Referring to a ‘‘risk factor’’ entails no claim that the associated factor has an effect on the outcome, whereas a statistical association is sometimes erroneously interpreted as indicating that one variable has an effect on the other. To be sure, an interest in the association between two variables may derive from some hypothesis about an effect. Thus, if it is assumed that retirement has the effect of reducing the likelihood of voting, the implication is that retirement and non-voting should be statistically associated. But the reverse does not hold; that is, the fact that two variables are statistically associated does not, by itself, imply that one of those variables has an effect on the other. For example, if it is true that low attachment to parents encourages involvement in delinquency, it should be true that low attachment and delinquency are statistically associated. But a statistical association between low attachment and delinquency involvement might arise for other reasons as well. If both variables are influenced by a common cause, or if both are manifestations of the same underlying tendency, those variables will be statistically associated with each other, even if there is no effect of

1804

MEASURES OF ASSOCIATION

one on the other. Finding a statistical association between two variables, even a strong association, does not, in itself, tell the reason for that association. It may result from an effect of one variable on another, or from the influence of a common cause on both variables, or because both variables reflect the same underlying tendency. Furthermore, if the association is transitory, it may appear simply because of an accident or coincidence. Discovering the reason for a statistical association always entails inquiry beyond simply demonstrating that the association is there.

WHY MEASURE ASSOCIATION?

The focus here is on measures of association for categorical variables, with brief attention to measures appropriate for ordered categories. Quantitative variables, exemplified by age and income, describe each case by an amount; that is, they locate each case along a scale that varies from low to high. In contrast, categorical variables, exemplified by gender and religious denomination, entail describing each case by a category; that is, they indicate which of a set of categories best describes the case in question. Such categories need not be ordered. For example, there is no inherent ordering for the categories that represent region. But if the categories (e.g., low, medium, and high income) are ordered, it may be desirable to incorporate order into the analysis. Some measures of association have been designed specifically for ordered categories.

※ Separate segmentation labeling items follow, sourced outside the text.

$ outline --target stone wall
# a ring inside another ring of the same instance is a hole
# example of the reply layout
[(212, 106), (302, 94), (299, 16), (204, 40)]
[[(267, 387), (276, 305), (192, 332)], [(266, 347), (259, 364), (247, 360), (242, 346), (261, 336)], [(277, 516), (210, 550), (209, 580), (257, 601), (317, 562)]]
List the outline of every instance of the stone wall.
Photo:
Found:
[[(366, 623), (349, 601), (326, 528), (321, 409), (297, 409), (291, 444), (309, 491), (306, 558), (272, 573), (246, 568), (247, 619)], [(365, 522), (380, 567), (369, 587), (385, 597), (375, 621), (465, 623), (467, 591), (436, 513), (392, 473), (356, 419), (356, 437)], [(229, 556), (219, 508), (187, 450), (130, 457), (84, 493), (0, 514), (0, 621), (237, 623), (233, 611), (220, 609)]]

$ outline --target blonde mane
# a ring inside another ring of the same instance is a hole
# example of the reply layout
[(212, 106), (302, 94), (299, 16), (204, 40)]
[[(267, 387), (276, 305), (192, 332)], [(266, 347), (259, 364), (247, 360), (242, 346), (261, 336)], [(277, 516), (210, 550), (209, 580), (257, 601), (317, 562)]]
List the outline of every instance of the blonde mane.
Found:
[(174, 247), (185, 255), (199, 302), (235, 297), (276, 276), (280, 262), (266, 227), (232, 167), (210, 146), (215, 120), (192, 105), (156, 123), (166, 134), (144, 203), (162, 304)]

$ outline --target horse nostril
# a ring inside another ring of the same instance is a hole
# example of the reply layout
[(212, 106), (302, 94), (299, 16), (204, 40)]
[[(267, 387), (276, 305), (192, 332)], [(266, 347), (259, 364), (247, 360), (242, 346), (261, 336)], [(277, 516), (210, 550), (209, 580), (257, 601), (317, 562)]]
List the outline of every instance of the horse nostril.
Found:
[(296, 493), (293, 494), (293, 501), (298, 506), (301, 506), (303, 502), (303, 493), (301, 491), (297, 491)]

The degree of association between categorical variables may be of interest for a variety of reasons. First, if a weak association is found, we may suspect that it is just a sampling fluke—a peculiarity of the sample in hand that may not be found when other samples are examined. The strength of association provides only a crude indication of whether an association is likely to be found in other samples, and techniques of statistical inference developed specifically for that purpose are preferred, provided the relevant assumptions are met.

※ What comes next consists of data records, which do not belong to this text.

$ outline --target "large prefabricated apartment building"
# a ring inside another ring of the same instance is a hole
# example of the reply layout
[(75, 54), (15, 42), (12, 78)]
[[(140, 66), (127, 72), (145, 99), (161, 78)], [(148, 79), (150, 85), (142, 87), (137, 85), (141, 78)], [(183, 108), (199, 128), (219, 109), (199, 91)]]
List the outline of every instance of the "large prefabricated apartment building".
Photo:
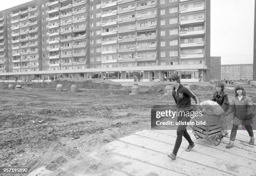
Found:
[(3, 10), (0, 79), (208, 81), (210, 9), (210, 0), (34, 0)]

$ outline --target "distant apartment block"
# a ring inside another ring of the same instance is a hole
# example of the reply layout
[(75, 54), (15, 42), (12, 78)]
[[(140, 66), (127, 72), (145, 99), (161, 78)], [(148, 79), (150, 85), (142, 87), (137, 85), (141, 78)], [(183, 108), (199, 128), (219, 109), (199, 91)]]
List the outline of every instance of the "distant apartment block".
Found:
[(253, 64), (221, 65), (222, 80), (253, 80)]
[(210, 79), (210, 0), (34, 0), (0, 12), (0, 79)]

Second, a measure of the degree of association may be a useful descriptive device. For example, if the statistical association between region and college attendance is strong, that suggests differential access to higher education by region. Furthermore, historical changes in the degree of

association may suggest trends of sociological significance, and a difference in the degree of association across populations may suggest socially important differences between communities or societies. For example, if the occupations of fathers and sons are more closely associated in Italy than in the United States, that suggests higher generational social mobility in the latter than in the former. Considerable caution should be exercised in comparing measures of association for different times or different populations, because such measures may be influenced by a change in the marginal frequencies as well as by a change in the linkage between the variables in question. (See Reynolds 1977)

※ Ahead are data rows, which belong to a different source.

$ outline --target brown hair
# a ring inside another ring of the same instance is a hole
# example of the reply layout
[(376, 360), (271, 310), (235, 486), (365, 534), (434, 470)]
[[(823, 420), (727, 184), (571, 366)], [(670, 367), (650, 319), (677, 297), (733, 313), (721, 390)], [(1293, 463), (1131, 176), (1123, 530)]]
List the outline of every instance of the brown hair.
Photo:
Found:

Third, if a statistical association between two variables arises because of the effect of one variable on the other, the degree of association indicates the relative strength of this one influence as compared to the many other variables that also have such an effect. Unsophisticated observers may assume that a strong association indicates a causal linkage, while a weak association suggests some kind of noncausal linkage. But that would be naïve. The strength of association does not indicate the reason for the association. But if an association appears because of a causal link between two variables, the strength of that association provides a rough but useful clue to the relative importance of that particular cause relative to the totality of other causes. For example, income probably influences the tendency to vote Democratic or Republican in the United States, but income is not the only variable affecting the political party favored with a vote. Among other things, voting for one party rather than another is undoubtedly influenced by general political philosophy, by recent legislative actions attributed to the parties, by specific local representatives of the parties, and by the party preferences of friends and neighbors. Such multiple influences on an outcome are typical, and the degree of association between the outcome and just one of the factors that influence it will reflect the relative ‘‘weight’’ of that one factor in comparison to the total effect of many.

Fourth, if a statistical association between two variables arises because both are influenced by a common cause, or because both are manifestations of the same underlying tendency, the degree of association will indicate the relative strength of the common cause or the common tendency, in

1805

MEASURES OF ASSOCIATION

comparison to the many other factors that influence each of the two variables. Assume, for example, that participation in a rebellious youth subculture influences adolescents to use both alcohol and marijuana. If the resulting association between the two types of substance use is high, this suggests that the common influence of the rebellious youth subculture (and perhaps other common causes) is a relatively strong factor in both. On the other hand, if this association is weak, it suggests that while the rebellious youth subculture may be a common cause, each type of substance use is also heavily influenced by other factors that are not common to both types.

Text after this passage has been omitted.